It’s summer y’all. Highs in the 90s. Shorts and tank tops all about the city. Time to relax, to contemplate, to exercise. I’m reading another poem, headed back to the gym, working on myself in mind and body.
I wonder if Dylan conceived Good as I Been to You in the hot summer, too. Here is a return to his folk roots, an album that indulges and solidifies his fundamentals. Gone are the synths, the splashy drums, the wheezing overreaching lyrical and vocal efforts. Hardly a whiff of Christianity lingers in this album. It’s Dylan solo, seeming settled into his most natural state: acoustic guitar, harmonica, and a slew of folk traditionals like “Frankie and Albert” (with lyrical echoes of “Stagger Lee”), “Sitting on Top of the World,” and “Diamond Joe.”

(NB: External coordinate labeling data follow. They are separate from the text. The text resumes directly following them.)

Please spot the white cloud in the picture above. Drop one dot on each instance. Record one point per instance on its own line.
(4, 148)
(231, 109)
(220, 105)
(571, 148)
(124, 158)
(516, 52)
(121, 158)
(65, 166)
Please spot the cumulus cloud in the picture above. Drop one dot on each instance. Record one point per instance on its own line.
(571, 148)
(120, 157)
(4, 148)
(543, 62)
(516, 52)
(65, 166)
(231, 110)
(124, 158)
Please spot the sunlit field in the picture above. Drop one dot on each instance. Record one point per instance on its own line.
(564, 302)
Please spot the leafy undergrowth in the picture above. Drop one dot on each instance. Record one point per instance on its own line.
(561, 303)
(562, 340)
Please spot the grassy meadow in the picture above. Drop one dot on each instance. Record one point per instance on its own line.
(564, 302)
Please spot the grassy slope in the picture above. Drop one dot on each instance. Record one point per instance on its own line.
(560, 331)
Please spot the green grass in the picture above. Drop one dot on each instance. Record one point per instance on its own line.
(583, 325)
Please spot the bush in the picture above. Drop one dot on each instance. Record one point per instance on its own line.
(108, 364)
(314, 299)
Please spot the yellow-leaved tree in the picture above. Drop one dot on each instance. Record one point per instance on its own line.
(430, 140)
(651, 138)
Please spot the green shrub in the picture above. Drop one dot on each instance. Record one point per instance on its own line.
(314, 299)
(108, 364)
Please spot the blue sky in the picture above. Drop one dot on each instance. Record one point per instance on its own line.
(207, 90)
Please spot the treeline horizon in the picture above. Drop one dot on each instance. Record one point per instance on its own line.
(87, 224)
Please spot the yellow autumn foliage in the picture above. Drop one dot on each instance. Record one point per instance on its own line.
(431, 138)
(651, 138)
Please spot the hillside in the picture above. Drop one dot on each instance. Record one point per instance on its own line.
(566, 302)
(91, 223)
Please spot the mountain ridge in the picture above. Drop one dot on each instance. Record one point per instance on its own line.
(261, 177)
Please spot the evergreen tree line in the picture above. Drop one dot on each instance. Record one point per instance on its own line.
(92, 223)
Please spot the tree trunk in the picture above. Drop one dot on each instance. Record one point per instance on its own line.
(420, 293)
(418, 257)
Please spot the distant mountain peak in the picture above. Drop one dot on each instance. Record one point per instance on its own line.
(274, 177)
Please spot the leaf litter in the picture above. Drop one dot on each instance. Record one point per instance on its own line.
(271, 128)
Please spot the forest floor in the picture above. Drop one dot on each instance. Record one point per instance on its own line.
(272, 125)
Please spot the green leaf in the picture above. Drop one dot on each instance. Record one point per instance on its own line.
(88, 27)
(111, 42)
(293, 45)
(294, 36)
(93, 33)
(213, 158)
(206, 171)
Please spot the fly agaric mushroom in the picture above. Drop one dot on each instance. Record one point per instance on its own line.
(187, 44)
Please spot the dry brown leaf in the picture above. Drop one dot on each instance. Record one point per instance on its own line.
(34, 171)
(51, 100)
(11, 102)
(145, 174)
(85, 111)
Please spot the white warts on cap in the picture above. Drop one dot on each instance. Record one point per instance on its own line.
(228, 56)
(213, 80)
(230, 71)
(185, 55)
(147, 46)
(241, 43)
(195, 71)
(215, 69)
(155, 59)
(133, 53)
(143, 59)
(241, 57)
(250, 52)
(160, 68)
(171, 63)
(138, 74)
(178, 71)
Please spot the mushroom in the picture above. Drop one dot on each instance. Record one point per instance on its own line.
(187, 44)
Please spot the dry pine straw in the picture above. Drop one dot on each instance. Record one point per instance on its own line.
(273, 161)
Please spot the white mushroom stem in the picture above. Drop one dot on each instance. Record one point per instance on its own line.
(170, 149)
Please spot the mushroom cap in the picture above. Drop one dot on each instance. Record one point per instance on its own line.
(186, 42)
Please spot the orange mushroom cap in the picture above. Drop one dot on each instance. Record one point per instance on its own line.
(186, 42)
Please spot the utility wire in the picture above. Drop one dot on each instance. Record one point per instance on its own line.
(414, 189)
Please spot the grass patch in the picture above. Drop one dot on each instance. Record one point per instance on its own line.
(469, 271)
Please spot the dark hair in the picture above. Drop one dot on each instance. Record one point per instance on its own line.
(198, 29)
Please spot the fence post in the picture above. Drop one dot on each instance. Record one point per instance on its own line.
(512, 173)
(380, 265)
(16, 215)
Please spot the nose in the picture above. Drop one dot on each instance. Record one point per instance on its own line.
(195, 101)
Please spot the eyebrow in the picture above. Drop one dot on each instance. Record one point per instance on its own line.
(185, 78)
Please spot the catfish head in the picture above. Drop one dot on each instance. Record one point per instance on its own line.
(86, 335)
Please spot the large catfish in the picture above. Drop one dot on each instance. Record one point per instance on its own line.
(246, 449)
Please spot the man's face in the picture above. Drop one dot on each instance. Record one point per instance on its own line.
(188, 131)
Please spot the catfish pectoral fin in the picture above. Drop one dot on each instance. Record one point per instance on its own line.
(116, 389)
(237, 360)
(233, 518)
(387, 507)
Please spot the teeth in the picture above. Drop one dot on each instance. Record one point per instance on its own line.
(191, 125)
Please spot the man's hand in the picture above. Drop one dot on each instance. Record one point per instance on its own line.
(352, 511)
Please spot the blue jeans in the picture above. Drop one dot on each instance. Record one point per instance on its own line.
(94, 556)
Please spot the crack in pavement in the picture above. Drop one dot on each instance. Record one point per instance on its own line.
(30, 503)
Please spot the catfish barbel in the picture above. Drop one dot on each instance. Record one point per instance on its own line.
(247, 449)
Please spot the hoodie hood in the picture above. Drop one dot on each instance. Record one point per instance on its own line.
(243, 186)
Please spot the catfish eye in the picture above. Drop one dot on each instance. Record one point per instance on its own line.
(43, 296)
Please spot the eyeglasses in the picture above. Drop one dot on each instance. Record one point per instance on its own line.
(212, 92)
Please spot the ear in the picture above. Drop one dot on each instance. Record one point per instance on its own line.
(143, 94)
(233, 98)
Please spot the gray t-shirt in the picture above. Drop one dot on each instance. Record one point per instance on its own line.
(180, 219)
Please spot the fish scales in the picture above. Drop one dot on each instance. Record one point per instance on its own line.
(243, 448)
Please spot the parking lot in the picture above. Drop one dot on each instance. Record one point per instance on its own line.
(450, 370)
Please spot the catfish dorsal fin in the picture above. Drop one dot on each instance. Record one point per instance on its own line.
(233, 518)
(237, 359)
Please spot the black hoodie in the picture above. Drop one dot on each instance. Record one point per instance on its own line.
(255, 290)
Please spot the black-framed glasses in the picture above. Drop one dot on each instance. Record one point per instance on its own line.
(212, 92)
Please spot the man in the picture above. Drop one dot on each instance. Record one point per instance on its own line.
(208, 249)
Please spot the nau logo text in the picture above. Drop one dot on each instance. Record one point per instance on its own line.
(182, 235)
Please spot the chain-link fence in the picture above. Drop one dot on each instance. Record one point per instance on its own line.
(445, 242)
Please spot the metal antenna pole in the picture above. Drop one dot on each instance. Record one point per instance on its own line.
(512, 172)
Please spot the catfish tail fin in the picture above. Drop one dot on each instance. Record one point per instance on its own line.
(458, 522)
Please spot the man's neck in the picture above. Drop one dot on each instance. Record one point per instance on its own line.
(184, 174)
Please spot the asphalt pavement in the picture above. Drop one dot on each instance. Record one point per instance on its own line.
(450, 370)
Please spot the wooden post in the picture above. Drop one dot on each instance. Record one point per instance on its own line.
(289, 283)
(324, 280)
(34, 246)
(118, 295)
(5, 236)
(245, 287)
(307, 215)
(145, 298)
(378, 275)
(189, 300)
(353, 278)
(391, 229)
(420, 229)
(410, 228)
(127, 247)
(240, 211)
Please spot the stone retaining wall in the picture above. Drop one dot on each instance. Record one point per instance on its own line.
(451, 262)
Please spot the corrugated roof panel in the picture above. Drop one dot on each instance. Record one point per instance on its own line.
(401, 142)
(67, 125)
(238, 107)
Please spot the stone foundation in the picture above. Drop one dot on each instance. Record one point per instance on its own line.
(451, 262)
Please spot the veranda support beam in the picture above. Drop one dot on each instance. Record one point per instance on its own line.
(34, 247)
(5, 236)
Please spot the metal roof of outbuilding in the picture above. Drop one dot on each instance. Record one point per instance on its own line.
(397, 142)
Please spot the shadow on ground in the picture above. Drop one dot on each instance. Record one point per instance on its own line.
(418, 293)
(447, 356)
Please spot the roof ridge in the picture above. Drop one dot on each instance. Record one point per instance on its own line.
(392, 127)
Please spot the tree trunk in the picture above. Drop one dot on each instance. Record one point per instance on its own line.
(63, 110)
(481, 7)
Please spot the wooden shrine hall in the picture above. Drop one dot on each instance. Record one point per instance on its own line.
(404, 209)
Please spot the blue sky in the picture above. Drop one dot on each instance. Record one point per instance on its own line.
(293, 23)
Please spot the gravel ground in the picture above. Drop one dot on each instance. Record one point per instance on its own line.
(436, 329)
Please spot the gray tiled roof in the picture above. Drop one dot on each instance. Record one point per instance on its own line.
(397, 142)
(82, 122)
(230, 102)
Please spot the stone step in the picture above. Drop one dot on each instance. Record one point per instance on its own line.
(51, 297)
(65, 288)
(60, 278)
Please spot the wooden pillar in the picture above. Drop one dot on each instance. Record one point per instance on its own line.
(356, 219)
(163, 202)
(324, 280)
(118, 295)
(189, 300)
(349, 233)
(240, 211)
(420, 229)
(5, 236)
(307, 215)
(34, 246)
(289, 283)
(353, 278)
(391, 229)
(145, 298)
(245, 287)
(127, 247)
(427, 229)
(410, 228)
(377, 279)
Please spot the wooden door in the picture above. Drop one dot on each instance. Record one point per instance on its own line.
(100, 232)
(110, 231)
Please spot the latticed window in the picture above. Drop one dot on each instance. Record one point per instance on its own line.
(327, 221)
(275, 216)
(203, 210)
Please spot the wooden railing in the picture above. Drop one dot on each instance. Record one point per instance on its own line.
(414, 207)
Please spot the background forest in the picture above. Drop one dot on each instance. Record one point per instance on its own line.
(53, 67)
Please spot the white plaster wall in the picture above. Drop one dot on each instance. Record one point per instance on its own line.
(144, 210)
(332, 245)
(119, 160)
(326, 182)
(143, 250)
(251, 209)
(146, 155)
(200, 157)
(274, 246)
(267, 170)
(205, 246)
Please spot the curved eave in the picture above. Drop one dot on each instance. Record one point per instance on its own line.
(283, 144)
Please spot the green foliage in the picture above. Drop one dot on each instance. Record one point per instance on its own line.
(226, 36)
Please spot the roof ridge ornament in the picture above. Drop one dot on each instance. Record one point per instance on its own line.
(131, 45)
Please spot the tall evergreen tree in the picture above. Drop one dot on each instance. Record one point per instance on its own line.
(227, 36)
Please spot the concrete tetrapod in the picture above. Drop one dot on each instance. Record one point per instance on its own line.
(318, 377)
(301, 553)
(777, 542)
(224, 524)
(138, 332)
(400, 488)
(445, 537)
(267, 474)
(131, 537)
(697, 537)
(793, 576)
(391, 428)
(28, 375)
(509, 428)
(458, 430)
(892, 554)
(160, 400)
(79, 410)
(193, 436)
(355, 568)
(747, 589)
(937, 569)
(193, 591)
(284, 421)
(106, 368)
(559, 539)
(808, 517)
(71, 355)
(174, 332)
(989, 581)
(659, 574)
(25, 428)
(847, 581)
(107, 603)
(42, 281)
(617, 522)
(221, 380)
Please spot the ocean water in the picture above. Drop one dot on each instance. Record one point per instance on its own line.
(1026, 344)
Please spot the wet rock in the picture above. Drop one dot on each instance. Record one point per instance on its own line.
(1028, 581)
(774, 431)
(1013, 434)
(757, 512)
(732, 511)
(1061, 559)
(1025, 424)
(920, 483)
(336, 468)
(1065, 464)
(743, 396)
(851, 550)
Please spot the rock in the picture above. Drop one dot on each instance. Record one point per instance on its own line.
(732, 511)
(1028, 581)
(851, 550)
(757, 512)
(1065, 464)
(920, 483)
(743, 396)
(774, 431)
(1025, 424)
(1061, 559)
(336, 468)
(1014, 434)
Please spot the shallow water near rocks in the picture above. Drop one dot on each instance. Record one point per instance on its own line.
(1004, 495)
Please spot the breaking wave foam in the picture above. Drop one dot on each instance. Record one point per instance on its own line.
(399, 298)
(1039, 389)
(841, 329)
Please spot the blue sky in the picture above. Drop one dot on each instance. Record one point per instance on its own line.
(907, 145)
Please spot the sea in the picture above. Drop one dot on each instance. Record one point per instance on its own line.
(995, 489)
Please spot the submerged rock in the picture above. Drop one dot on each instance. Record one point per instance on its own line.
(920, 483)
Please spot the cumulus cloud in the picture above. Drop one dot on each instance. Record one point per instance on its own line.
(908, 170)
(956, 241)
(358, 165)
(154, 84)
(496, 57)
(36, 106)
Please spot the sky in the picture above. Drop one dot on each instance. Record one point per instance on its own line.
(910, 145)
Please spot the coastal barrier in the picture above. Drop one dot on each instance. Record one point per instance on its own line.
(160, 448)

One gets the sense Dylan didn’t need to brush up on these songs, didn’t need to rehearse. The mastery of the material with which he performs, the fullness of the arrangements and nuance of the phrasings, reminds us that Dylan plays folk standards like a fish swims in water. After the brutality of the recent albums, Good as I Been to You reminds us why Dylan rose to fame in the first place, before he went electric.
I wonder if his time with the Traveling Wilburys encouraged him to tap back into his roots. Petty obviously feels at home wailing the electric ballad; Lynne producing cascades of rock tones; Harrison playing the wry electric sage. Performing with this supergroup must’ve reminded Dylan of his own strengths. And here we have it–his voice a bit ragged and timeworn but fitting the aged essence of this material in a manner he could only imitate in his first, eponymous effort.
Do I get this album? I do get why, after so much apparent misery within the recording industry, Dylan took to his garage alone and sang what he knew best. Do I need the previous albums to get it? This one reaches back to Bob Dylan, Freewheelin’, The Times, and Another Side, as if we could leapfrog the electric decades of fame and failure between. Do I like it? Things are looking up.